GLOSSARY

F

Facial Action Coding Scheme (FACS)

A coding system that distinguishes all possible visually distinguishable facial movements based on a comprehensive analysis of the anatomical basis of facial movement.

Facial Feedback Hypothesis

The hypothesis that facial expressions provide feedback to the responder that is necessary or sufficient to affect significantly his or her emotional experience and behavior.

False Hope

Hope in which expectations are based on (i) illusions rather than reality, (ii) unsuitable goals being pursued and (iii) poor strategies to achieve desired goals. False hope is often contrasted with hope, which is a (...)

Fear

An emotion that arises from appraisals of situations as being uncertain and beyond individual control, motivating escape or protective behaviours that maximize safety and security.

Fear of Missing Out (FoMO)

A pervasive apprehension that others might be having rewarding experiences from which one is absent.

Fight or Flight

A primitive, physiological system evolved to enable rapid response to short term threat or stress either by fighting, fleeing or freezing via activation of the sympathetic nervous system, e.g. increased heart rate, blood pressure. Also known as acute stress response.

Fisselig

Pronounced, “fis-se-lish”. A German term that describes the overwhelming flustered feeling, caused by someone’s nagging, to the point of incompetence.

Flow

The holistic sensation that people feel when they act with total involvement.
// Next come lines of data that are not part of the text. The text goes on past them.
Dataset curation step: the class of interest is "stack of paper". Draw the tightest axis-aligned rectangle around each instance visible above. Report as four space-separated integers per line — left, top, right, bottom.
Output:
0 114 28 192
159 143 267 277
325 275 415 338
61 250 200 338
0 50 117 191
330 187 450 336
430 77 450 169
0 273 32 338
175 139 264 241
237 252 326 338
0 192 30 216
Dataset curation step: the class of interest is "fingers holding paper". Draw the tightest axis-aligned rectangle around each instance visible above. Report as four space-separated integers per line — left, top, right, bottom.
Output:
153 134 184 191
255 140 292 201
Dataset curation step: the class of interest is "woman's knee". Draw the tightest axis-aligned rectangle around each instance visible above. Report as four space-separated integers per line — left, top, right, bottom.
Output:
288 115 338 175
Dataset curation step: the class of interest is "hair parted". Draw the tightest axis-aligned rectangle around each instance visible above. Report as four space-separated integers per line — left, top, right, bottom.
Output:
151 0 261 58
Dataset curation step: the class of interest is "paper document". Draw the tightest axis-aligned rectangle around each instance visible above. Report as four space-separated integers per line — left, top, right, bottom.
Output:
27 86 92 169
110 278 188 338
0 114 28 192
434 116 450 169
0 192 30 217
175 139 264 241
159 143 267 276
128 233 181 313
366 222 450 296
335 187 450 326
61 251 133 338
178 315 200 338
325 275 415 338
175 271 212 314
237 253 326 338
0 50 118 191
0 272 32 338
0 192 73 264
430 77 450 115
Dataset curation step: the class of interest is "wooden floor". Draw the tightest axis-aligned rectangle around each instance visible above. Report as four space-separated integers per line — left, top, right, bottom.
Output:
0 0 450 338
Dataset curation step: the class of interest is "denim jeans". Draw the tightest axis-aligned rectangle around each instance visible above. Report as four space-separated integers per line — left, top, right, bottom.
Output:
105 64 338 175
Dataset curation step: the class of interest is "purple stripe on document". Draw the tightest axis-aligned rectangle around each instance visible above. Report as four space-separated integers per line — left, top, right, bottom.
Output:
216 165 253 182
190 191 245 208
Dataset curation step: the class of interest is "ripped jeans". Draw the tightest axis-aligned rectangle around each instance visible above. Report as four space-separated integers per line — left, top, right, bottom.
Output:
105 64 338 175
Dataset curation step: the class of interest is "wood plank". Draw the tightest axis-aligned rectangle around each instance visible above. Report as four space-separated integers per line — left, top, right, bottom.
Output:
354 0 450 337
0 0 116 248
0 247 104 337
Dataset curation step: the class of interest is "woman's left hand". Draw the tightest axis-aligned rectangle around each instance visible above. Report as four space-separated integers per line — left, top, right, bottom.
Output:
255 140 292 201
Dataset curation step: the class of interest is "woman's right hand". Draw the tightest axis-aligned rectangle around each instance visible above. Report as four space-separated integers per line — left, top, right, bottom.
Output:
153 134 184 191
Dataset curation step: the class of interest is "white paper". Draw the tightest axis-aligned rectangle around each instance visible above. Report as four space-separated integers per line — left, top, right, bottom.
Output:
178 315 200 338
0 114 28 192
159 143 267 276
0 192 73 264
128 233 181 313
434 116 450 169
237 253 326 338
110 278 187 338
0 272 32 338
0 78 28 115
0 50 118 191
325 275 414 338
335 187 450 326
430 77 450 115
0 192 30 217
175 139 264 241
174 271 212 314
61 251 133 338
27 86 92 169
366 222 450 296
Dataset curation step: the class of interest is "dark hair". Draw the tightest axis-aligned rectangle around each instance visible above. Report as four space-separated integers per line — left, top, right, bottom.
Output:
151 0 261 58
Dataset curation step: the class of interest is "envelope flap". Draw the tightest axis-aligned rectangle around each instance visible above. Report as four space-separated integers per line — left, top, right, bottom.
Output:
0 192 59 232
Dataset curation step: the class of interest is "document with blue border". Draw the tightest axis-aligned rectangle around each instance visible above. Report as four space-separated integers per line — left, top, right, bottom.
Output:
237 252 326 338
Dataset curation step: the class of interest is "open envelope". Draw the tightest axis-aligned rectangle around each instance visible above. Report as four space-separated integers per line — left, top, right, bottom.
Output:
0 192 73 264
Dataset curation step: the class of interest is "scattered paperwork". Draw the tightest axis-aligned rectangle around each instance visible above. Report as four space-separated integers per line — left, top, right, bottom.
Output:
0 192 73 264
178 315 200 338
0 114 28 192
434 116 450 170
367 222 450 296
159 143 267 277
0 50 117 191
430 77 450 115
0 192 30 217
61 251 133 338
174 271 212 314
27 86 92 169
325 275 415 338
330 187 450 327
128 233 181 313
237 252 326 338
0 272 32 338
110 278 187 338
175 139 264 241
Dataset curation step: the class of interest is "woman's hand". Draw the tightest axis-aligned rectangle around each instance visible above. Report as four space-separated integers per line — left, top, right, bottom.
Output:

When one is in flow, he/she experiences it as a unified flowing from one moment to the next, in which he/she is in control of his actions, and (...)

Forgiveness

The set of motivational changes whereby one becomes (a) decreasingly motivated to retaliate against an offending relationship partner; (b) decreasingly motivated to maintain estrangement from the offender; and (...)

Frustration

An interference with the occurrence of an instigated goal-response at its proper time in the behavior sequence. Frustrations are aversive events and generate aggressive inclinations only to the extent that they produce negative affect.

Frustration-Aggression Hypothesis

The hypothesis that frustrations can give rise to aggressive inclinations because they are aversive. They produce an instigation to aggression only to the extent that they are unpleasant to those affected.